# EN: I have / I've got / I got



## nul

Bonjour à tous,

Pour commencer : pouvez-vous m'expliquer la différence entre "we've got" et "we have".

Je vous remercie à l'avance.

*Note des modérateurs :* Plusieurs fils ont été fusionnés pour créer celui-ci. Voir aussi :
EN: do you have / have you (got)
EN: don't have / haven't got
EN: I've got to go / I have to go


----------



## châtelain

Hi

I think you'll find that in simple terms

Have is to posses...I have great wealth

Got is very similar to have but is having caused the condition..... I got my wealth from working very, very hard

Hope this helps

Le mot "Have" a plusiers sens selon la contexte mais simplement veut dire "posseder"

"Got" vien de la meme famile mais est la cause de la condition ou mouvement


----------



## nul

Mercie à vous Châtelain.

Voilà, pour la phrase entière : "We've got someone for the other room" (il s'agit d'une chambre à louer).


----------



## châtelain

Beh voila ils ont trouver cette personne (on suppose) grace a leurs actions..publicité...les recherches etc. Il faut dire quand meme que meme pour les anglais on utilise l'un ou l'autre.

On peut dire egalement

We have someone for the other room now (Statment of fact)

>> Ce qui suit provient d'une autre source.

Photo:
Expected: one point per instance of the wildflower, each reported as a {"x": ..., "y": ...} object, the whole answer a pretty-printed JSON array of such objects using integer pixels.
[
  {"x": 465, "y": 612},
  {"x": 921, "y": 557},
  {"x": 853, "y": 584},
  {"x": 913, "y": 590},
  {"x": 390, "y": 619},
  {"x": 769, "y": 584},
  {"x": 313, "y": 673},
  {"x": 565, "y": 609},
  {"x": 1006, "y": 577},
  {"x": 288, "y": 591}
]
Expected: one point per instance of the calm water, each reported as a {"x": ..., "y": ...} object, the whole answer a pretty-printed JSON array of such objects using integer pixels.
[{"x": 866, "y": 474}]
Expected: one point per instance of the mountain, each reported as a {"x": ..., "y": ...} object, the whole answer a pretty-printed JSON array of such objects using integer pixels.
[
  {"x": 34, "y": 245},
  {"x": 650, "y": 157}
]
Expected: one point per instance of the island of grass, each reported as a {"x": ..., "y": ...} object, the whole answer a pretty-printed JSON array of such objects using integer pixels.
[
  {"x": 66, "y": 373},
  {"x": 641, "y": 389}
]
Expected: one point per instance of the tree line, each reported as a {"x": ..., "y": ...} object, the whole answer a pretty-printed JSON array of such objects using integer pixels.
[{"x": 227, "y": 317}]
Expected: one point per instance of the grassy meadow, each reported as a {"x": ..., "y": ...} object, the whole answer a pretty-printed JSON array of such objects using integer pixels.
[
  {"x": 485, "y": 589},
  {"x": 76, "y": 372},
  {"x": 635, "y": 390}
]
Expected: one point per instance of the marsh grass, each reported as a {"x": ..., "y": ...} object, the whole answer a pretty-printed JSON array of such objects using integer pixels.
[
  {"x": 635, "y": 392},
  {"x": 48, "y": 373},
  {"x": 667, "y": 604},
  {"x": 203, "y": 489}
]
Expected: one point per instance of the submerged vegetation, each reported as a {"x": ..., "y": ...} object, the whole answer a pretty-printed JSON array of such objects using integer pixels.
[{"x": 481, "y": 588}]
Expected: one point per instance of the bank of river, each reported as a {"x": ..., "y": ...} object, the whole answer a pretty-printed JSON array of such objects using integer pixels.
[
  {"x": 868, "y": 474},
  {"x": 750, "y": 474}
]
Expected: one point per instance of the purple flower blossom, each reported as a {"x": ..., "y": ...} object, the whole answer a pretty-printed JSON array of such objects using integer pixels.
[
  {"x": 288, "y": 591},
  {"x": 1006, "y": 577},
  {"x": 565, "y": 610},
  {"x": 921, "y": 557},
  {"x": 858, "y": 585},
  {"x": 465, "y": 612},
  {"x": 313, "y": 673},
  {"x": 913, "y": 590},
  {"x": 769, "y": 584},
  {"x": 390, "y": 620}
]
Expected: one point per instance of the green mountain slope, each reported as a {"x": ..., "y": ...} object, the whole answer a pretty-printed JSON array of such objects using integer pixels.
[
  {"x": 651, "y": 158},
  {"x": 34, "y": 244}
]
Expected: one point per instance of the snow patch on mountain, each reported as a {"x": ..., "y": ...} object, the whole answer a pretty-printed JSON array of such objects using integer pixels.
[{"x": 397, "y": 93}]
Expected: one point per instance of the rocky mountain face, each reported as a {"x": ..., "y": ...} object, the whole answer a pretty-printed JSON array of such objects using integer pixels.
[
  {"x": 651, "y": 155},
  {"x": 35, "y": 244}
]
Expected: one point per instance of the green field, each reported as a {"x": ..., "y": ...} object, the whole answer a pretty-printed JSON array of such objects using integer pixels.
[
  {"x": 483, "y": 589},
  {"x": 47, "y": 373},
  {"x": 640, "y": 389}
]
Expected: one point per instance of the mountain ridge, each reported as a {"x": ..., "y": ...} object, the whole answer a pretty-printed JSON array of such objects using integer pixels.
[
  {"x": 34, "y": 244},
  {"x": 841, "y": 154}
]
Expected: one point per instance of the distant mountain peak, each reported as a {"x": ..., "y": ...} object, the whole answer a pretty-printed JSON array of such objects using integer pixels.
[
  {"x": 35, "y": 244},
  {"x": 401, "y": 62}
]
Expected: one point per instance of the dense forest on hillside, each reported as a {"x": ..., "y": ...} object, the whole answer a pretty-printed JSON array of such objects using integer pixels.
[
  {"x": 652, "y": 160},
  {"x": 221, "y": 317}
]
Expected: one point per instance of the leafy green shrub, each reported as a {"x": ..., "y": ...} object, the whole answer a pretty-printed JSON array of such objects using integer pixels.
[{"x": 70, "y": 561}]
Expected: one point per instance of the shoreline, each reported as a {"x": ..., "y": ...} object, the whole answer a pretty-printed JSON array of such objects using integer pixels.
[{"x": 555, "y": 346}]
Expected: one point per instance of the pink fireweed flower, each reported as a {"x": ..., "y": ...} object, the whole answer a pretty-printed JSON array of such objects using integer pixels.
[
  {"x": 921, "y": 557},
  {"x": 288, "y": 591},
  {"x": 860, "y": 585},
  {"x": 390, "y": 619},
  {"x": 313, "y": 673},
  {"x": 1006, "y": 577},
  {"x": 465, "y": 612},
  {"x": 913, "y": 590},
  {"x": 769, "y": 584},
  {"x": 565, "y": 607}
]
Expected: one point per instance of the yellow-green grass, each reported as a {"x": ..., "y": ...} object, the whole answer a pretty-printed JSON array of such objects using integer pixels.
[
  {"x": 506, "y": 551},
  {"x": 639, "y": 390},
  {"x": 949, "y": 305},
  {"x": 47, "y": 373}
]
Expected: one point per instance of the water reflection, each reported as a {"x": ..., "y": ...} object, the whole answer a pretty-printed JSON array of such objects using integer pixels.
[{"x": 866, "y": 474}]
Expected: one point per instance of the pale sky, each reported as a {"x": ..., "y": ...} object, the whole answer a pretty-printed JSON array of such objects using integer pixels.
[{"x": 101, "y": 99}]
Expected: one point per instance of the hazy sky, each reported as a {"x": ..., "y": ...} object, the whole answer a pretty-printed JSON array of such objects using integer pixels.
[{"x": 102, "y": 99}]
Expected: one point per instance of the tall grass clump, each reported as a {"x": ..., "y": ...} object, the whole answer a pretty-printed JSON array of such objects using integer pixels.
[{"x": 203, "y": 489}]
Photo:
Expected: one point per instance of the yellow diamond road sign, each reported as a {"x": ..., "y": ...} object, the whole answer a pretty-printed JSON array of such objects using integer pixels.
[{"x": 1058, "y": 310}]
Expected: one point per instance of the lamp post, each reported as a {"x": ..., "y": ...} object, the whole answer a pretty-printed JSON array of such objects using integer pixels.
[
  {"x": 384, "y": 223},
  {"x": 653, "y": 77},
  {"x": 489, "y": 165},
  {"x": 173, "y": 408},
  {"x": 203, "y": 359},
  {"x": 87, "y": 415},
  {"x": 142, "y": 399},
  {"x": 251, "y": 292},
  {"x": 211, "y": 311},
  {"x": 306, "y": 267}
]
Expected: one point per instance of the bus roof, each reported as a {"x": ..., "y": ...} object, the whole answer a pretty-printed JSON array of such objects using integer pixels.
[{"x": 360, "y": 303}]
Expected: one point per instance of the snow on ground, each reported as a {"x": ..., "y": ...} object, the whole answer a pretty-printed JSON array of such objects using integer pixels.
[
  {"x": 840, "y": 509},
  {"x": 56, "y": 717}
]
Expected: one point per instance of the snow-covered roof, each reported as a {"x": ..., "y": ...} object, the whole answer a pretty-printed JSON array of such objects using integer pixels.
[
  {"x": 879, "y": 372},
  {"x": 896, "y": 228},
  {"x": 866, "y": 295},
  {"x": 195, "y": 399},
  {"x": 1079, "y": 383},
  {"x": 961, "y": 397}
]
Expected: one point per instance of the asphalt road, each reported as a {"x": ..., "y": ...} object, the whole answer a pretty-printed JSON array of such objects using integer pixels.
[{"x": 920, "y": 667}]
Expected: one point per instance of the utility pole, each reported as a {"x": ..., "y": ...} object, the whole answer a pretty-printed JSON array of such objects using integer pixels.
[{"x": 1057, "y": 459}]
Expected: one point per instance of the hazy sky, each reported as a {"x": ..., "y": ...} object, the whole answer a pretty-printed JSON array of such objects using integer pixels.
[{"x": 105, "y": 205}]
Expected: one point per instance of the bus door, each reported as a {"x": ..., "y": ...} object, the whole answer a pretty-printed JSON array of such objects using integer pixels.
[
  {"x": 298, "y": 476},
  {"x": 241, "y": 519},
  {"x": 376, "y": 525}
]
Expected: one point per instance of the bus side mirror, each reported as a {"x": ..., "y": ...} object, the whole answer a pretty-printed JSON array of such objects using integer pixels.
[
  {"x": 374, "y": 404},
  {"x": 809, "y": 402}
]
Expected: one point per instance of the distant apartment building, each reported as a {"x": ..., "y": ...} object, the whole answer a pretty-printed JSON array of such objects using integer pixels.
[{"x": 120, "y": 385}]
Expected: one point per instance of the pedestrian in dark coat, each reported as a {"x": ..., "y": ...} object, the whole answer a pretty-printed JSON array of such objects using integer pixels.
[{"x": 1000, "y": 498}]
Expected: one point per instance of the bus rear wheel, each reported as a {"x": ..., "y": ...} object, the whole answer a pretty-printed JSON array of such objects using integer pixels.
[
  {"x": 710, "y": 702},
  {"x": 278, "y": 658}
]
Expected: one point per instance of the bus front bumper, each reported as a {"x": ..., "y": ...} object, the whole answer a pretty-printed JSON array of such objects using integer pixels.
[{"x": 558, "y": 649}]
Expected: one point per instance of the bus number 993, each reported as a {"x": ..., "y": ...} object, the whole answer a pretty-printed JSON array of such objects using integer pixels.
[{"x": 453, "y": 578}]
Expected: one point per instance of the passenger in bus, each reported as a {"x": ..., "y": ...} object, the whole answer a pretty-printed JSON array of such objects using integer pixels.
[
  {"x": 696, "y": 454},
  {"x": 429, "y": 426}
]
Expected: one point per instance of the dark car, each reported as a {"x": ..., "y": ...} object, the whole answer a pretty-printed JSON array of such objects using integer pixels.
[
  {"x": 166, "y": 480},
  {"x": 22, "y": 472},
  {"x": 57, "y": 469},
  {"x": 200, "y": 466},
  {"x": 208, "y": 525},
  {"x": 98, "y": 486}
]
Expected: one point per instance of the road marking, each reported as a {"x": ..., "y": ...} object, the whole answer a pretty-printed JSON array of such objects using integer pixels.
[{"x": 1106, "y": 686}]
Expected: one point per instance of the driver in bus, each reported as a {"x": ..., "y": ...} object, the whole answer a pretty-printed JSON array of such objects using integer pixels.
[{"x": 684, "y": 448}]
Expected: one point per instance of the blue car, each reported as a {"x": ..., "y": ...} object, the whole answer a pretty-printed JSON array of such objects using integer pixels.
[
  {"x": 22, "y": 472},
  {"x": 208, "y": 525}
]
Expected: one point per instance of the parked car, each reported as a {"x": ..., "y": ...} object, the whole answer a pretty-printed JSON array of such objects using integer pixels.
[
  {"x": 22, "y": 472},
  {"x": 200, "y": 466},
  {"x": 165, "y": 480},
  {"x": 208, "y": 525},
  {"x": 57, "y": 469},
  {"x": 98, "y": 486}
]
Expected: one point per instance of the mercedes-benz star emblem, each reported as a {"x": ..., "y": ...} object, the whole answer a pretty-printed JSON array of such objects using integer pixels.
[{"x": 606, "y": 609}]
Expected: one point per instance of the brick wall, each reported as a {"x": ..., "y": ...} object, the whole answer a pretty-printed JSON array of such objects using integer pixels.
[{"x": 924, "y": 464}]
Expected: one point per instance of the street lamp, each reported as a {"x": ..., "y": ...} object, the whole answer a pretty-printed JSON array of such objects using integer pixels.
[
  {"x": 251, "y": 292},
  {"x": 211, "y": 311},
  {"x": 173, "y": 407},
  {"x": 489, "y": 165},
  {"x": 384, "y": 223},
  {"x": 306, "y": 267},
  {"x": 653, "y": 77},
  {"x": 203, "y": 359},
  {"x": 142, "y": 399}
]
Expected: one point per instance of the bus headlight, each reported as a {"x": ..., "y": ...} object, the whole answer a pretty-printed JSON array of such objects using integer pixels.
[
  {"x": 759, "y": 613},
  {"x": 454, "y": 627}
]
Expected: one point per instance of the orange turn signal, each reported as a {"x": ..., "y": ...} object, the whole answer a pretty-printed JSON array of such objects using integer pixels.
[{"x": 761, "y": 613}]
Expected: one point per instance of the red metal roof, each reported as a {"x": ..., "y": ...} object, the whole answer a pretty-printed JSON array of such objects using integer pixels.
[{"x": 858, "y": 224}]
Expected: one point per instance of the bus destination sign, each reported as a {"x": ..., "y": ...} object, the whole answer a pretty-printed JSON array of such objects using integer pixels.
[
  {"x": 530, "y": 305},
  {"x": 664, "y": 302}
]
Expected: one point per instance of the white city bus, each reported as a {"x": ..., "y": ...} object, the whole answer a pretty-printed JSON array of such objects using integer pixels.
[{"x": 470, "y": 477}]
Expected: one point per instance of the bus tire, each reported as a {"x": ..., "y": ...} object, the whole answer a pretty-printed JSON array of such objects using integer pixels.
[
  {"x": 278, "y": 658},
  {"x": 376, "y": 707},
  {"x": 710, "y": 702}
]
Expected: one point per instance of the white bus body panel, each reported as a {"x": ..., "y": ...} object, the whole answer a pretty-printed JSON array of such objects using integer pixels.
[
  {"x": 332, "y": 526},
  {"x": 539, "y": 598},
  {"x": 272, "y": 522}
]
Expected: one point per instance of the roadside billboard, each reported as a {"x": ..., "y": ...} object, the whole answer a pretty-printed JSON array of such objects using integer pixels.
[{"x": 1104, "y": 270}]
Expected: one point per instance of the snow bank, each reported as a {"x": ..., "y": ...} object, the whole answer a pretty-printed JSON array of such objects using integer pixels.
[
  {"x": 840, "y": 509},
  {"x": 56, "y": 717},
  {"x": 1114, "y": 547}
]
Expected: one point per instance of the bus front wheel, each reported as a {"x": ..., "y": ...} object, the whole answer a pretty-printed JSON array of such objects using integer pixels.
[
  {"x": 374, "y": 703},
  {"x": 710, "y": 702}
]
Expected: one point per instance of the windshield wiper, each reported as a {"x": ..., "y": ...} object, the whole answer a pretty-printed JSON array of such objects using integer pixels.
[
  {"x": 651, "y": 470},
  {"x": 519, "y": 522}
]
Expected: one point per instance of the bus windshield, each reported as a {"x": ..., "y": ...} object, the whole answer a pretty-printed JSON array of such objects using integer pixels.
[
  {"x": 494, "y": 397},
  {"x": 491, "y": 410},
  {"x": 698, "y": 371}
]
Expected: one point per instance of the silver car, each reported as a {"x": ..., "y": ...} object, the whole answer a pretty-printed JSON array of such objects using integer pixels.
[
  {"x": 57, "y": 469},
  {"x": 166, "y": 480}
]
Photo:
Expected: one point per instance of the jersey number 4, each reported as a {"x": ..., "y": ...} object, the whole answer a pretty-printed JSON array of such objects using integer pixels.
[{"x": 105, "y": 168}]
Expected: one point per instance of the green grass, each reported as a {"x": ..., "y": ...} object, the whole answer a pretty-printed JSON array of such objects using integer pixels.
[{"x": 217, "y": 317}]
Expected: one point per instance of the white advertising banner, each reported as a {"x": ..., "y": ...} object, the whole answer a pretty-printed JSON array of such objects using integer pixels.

We have got someone for the other room (statement of fact, with got suggesting an actio0n causing this fact)

We got someone for the other room (thanks to the ad we put in the paper)


----------



## broglet

Bonjour - sans contexte ce n'est pas du tout facile.  Les deux sont souvent interchangeables, bien que 'have' soit un peu plus soutenu:

How many apples do you have?
We've got three = we have three

Also, as has been said, "we've got" sometimes means "we have acquired" - but not in the above sequence.


----------



## Maître Capello

Correct me if I'm wrong but I feel like in the US people rather say "we have" whereas the Brits are more eager to say "we've got".


----------



## broglet

I have no idea about the US but I've got a feeling that we have no particular 'British' preference


----------



## panjandrum

I have  or I have got a boyfriend
I have <got> ... ... have you <got>? ... do you have?
I have <got> ... ... have you <got>? ... do you have?
I have (got) - gotten
I have (got) - I had got
I have (got) - I had got - past form of have got
I have (got) ...
I have (got) ...
I have (got) ...
I have (got) ...
I have (got) ...
I have (got) ... Have you (got) ...?
I have (got) a new car.
I have (got) to ...

Sorry about that 
Answers to questions about English usage can often be found by using the WordReference English dictionary.
I found those threads by looking up 
*I have got*


----------



## châtelain

Exactly and after having looked I think you'll find what I said to be correct.....


----------



## gambit2099

Hello everyone!

First, I saw so many times that "have" is substituted by "got" in the present perfect, why? Example: I got seen. Is that slang? Very informal? Another suggestion?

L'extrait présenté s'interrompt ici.